In desperation, when nothing else seems to prevent or cure the disease, people resort to superstition and folk stories about the resurrection of corpses that slip into dark houses during the night and feed on the blood of their surviving relatives, then return to their graves before dawn leaving their living relatives sickened, depleted of blood and on the road to their own graves. 

Dr. Bellantoni described how his archeological study of a lost cemetery uncovered in an excavation site in Griswold, Connecticut, led him to the discovery of the vampire folklore of the area, which is the life work of Michael Bell, Phd. The mystery that motivated Bellantoni to learn about the folklore was his discovery of a man's grave where the bones were dismantled, the ribcage broken open in an apparent search for the heart and the corpse decapitated with the leg bones placed in a cross over the chest. He was mystified as to why the body was placed in such a strange arrangement, the like of which he had never encountered before. 

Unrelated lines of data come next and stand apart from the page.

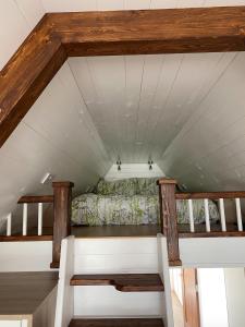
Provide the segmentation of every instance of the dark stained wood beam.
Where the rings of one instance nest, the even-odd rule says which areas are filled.
[[[230,191],[230,192],[194,192],[194,193],[176,193],[176,199],[219,199],[219,198],[244,198],[244,191]]]
[[[0,72],[0,146],[69,56],[245,50],[245,7],[46,14]]]
[[[17,203],[53,203],[53,195],[25,195]]]
[[[74,275],[71,286],[112,286],[121,292],[163,292],[158,274]]]
[[[72,182],[53,182],[53,242],[51,268],[59,268],[61,242],[71,235]]]

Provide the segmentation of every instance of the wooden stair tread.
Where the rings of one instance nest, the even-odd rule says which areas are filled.
[[[158,274],[75,275],[71,286],[113,286],[121,292],[162,292]]]
[[[72,319],[69,327],[164,327],[160,318]]]

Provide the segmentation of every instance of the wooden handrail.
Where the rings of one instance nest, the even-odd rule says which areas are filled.
[[[53,195],[25,195],[17,203],[53,203]]]
[[[244,191],[229,192],[194,192],[194,193],[176,193],[176,199],[219,199],[219,198],[245,198]]]
[[[53,182],[53,242],[51,268],[60,267],[61,242],[71,235],[72,182]]]
[[[177,234],[177,217],[175,201],[175,180],[158,181],[160,195],[161,232],[167,238],[169,261],[171,266],[180,266],[180,249]]]

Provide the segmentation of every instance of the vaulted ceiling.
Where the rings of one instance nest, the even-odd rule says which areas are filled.
[[[2,1],[0,69],[47,11],[226,4],[245,1]],[[244,52],[70,58],[0,149],[0,216],[49,192],[45,172],[81,192],[119,156],[192,190],[244,190]]]

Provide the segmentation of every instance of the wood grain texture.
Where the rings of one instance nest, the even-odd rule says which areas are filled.
[[[211,231],[211,232],[179,232],[179,237],[181,239],[188,239],[188,238],[244,238],[244,231]]]
[[[219,199],[219,198],[243,198],[245,197],[244,191],[231,191],[231,192],[194,192],[194,193],[176,193],[176,199],[201,199],[201,198],[210,198],[210,199]]]
[[[162,292],[158,274],[75,275],[71,286],[112,286],[121,292]]]
[[[1,272],[0,314],[33,314],[58,283],[58,272]]]
[[[17,203],[53,203],[53,195],[25,195]]]
[[[71,235],[72,182],[53,182],[53,242],[51,268],[60,263],[61,242]]]
[[[243,51],[244,35],[245,7],[46,14],[0,73],[0,146],[69,56]]]
[[[164,327],[162,319],[157,318],[101,318],[72,319],[70,327]]]
[[[28,241],[52,241],[52,235],[13,235],[13,237],[3,237],[0,235],[0,242],[28,242]]]
[[[159,184],[159,202],[161,232],[167,238],[169,262],[170,265],[180,266],[175,182]]]

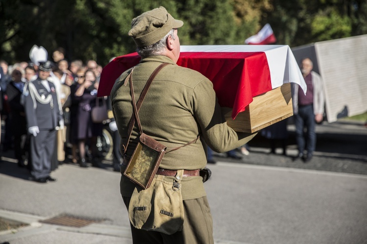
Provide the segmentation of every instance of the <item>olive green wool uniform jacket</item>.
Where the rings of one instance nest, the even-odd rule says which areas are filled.
[[[149,76],[163,62],[172,65],[163,68],[156,76],[139,111],[143,131],[167,146],[167,150],[184,145],[199,135],[200,140],[166,153],[160,167],[202,169],[206,164],[206,144],[215,151],[226,152],[245,144],[254,136],[236,133],[227,125],[209,80],[197,71],[177,65],[166,56],[143,59],[134,68],[132,79],[136,101]],[[128,123],[133,111],[129,81],[124,83],[130,71],[121,75],[111,93],[112,111],[121,138],[122,153],[122,145],[126,144],[128,137]],[[136,122],[126,152],[128,159],[136,146],[138,136]],[[172,181],[169,177],[165,177]],[[206,195],[201,177],[184,178],[181,183],[184,200]],[[121,176],[122,196],[131,196],[135,186]]]

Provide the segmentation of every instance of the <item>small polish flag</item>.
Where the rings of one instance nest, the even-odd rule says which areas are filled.
[[[245,43],[250,45],[265,45],[274,43],[276,39],[269,24],[266,24],[260,31],[245,41]]]

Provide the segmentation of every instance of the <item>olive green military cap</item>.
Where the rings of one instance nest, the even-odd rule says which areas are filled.
[[[144,47],[155,43],[171,30],[183,24],[182,21],[175,20],[164,7],[161,6],[134,18],[128,35],[137,46]]]

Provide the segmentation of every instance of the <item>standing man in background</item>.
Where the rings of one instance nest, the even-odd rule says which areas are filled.
[[[30,134],[31,180],[40,183],[56,181],[50,176],[51,161],[56,127],[64,126],[55,86],[47,80],[51,70],[51,62],[40,62],[38,77],[28,83],[24,92],[24,109]]]
[[[306,58],[302,60],[300,69],[307,86],[305,95],[298,84],[292,83],[293,113],[296,124],[296,139],[298,154],[296,158],[305,163],[312,158],[316,147],[316,122],[322,121],[325,99],[321,77],[313,71],[313,64]],[[303,129],[306,127],[306,137]],[[304,153],[306,149],[306,153]]]

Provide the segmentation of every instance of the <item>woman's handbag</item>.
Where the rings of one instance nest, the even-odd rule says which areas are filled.
[[[93,123],[102,123],[104,121],[108,119],[107,105],[106,104],[106,101],[104,98],[102,98],[102,104],[101,106],[99,106],[99,98],[96,98],[95,106],[92,107],[92,120]]]

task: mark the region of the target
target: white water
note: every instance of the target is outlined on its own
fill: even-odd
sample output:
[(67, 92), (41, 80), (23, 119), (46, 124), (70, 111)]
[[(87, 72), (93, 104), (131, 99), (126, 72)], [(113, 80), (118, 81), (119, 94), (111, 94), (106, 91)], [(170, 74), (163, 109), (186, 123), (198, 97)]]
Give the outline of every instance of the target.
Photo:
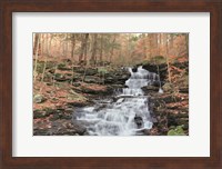
[[(133, 136), (142, 135), (145, 129), (152, 128), (152, 121), (148, 107), (148, 96), (143, 95), (142, 87), (157, 79), (142, 67), (137, 72), (129, 68), (131, 77), (125, 81), (122, 91), (115, 96), (117, 100), (101, 100), (94, 107), (80, 110), (77, 120), (87, 127), (88, 135), (92, 136)], [(135, 117), (142, 119), (138, 126)]]

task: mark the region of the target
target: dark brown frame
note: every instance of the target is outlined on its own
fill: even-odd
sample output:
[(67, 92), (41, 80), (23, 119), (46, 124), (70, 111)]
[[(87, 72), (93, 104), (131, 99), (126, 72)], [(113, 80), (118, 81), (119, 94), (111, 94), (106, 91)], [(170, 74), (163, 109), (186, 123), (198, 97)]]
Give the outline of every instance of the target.
[[(0, 0), (0, 168), (222, 168), (222, 0)], [(12, 157), (12, 12), (210, 12), (209, 158)], [(204, 39), (203, 39), (204, 40)], [(201, 58), (200, 58), (201, 63)], [(200, 74), (202, 76), (202, 74)], [(201, 119), (201, 118), (200, 118)], [(203, 131), (204, 132), (204, 131)], [(201, 140), (200, 140), (201, 141)], [(118, 156), (118, 155), (117, 155)]]

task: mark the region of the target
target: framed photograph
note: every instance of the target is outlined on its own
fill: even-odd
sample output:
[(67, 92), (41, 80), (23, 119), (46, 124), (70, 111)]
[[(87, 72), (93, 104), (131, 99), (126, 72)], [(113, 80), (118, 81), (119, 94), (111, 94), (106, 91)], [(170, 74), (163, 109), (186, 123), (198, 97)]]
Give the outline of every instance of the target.
[(0, 168), (222, 167), (221, 0), (6, 0), (0, 16)]

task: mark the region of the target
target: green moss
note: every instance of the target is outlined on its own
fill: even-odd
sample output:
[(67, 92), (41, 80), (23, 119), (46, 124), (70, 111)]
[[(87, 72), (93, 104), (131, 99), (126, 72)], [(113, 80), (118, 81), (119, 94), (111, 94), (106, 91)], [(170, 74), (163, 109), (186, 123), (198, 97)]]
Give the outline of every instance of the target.
[(108, 69), (104, 68), (104, 67), (101, 67), (101, 68), (98, 68), (98, 72), (102, 73), (102, 74), (105, 74), (105, 73), (108, 73)]
[(176, 126), (174, 129), (169, 130), (168, 136), (185, 136), (183, 126)]

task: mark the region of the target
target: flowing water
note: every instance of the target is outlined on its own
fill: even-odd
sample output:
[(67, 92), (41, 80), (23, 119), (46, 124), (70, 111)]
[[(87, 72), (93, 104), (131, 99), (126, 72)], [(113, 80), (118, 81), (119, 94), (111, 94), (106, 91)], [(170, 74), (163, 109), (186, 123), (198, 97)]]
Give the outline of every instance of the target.
[(87, 127), (90, 136), (143, 135), (152, 128), (148, 96), (142, 87), (158, 79), (158, 74), (139, 67), (137, 72), (129, 68), (128, 88), (119, 89), (114, 99), (99, 100), (94, 107), (80, 109), (74, 119)]

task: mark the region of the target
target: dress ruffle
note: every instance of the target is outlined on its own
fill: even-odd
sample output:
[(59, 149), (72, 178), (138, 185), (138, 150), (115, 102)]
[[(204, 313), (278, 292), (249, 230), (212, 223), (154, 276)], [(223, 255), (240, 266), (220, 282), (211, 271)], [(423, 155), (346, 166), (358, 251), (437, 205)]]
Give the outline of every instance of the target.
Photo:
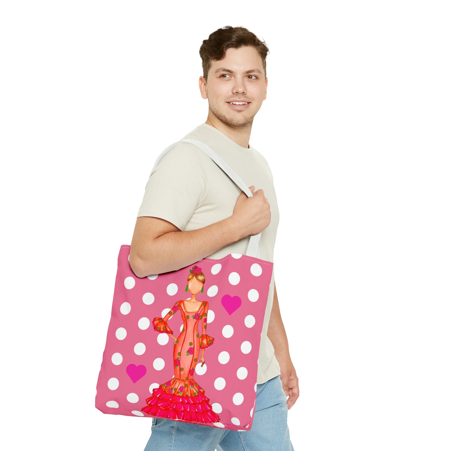
[[(180, 391), (180, 388), (182, 391)], [(220, 418), (213, 411), (205, 390), (193, 379), (174, 377), (146, 400), (141, 410), (153, 416), (199, 423), (217, 423)]]
[(213, 344), (213, 342), (215, 341), (215, 339), (213, 337), (211, 337), (207, 334), (202, 334), (200, 338), (200, 349), (204, 349), (208, 348)]
[(171, 334), (172, 330), (168, 325), (168, 323), (161, 318), (154, 318), (152, 322), (153, 330), (161, 334)]

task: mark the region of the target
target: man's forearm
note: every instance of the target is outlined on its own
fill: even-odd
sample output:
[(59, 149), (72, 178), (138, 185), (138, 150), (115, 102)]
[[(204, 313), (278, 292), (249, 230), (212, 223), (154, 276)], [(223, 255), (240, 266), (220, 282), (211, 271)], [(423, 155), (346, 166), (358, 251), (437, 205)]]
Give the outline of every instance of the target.
[(179, 269), (244, 238), (229, 217), (197, 230), (168, 232), (152, 240), (141, 234), (142, 238), (132, 240), (130, 265), (141, 277)]
[(271, 316), (269, 317), (267, 335), (274, 348), (274, 354), (276, 357), (278, 355), (281, 356), (282, 354), (289, 356), (288, 339), (287, 338), (285, 327), (284, 327), (282, 317), (281, 316), (279, 299), (277, 298), (275, 285), (272, 308), (271, 310)]

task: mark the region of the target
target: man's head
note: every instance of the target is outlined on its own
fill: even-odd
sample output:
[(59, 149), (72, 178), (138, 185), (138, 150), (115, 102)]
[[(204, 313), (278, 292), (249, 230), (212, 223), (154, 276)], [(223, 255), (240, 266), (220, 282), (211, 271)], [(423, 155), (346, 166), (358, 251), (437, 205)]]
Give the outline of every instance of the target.
[(204, 41), (199, 52), (204, 75), (199, 87), (208, 100), (207, 123), (217, 128), (221, 123), (248, 127), (250, 133), (266, 98), (268, 51), (264, 42), (242, 27), (220, 28)]
[(253, 33), (244, 27), (228, 26), (213, 32), (208, 39), (204, 40), (201, 46), (199, 53), (202, 60), (202, 69), (205, 80), (208, 79), (212, 61), (222, 60), (227, 49), (239, 49), (246, 46), (254, 47), (258, 52), (262, 58), (266, 77), (266, 56), (269, 49), (265, 41), (260, 41)]

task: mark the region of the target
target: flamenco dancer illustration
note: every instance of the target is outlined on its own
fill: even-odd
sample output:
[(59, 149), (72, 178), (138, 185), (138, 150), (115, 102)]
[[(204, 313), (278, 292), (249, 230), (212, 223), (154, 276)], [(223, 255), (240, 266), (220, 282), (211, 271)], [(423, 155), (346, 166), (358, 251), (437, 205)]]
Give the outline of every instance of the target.
[[(199, 363), (201, 351), (201, 366), (205, 361), (204, 353), (211, 346), (214, 338), (207, 335), (207, 315), (208, 303), (198, 301), (196, 295), (203, 293), (205, 276), (198, 266), (189, 270), (185, 292), (189, 290), (191, 297), (178, 301), (164, 318), (154, 318), (153, 330), (167, 334), (174, 339), (174, 377), (153, 389), (152, 396), (146, 400), (147, 405), (141, 410), (154, 416), (201, 423), (216, 423), (219, 417), (212, 409), (205, 391), (194, 380), (196, 365)], [(178, 311), (183, 319), (183, 327), (175, 337), (167, 321)], [(198, 331), (201, 325), (201, 333)]]

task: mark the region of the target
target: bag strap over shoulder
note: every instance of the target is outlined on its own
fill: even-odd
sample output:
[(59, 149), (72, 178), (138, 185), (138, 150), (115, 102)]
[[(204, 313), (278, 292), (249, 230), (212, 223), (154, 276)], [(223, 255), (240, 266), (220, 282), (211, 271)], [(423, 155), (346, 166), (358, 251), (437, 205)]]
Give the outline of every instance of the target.
[[(177, 141), (176, 143), (174, 143), (173, 144), (171, 144), (170, 146), (168, 146), (158, 156), (156, 161), (155, 161), (155, 164), (153, 166), (153, 169), (155, 169), (156, 165), (158, 164), (158, 162), (163, 156), (174, 147), (176, 144), (178, 144), (179, 143), (189, 143), (190, 144), (196, 146), (199, 149), (203, 150), (226, 173), (241, 191), (244, 192), (244, 194), (248, 198), (252, 197), (253, 194), (251, 193), (250, 190), (232, 168), (214, 150), (207, 146), (207, 144), (204, 144), (201, 141), (197, 141), (196, 139), (182, 139), (181, 141)], [(152, 169), (152, 170), (153, 169)], [(260, 242), (261, 235), (262, 234), (260, 233), (257, 235), (253, 235), (251, 236), (249, 240), (248, 249), (246, 251), (246, 255), (249, 255), (249, 257), (255, 257), (257, 258), (260, 258), (260, 250), (258, 249), (258, 243)]]

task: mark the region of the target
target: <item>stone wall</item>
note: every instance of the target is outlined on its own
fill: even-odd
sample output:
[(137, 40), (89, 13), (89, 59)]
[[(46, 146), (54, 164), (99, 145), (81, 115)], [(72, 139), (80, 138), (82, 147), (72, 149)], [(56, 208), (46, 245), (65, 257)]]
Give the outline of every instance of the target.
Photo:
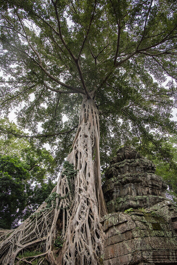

His research led him to Bell and other scholars on the subject who explained that New Englanders in an attempt to prevent catching and/or dying from TB would exhume their loved ones corpses, burn the heart and decapitate the body to prevent them from ever leaving the grave again. The mystery still remains regarding that particular grave, but his research points toward the vampire theory, even though the leg bones weren't disturbed in any of the other cases. 

Even though it's hard for me to imagine living in a world that knows nothing about germs and disease prevention, I wonder how 19th century or earlier people would interpret, in contrast, our obsessive behaviors regarding health and sickness. They would probably be just as appalled at our relentless hand washing, bottles of hand sanitizer in every mother's purse, sneezing into our elbows and what's with that crazy daily showering!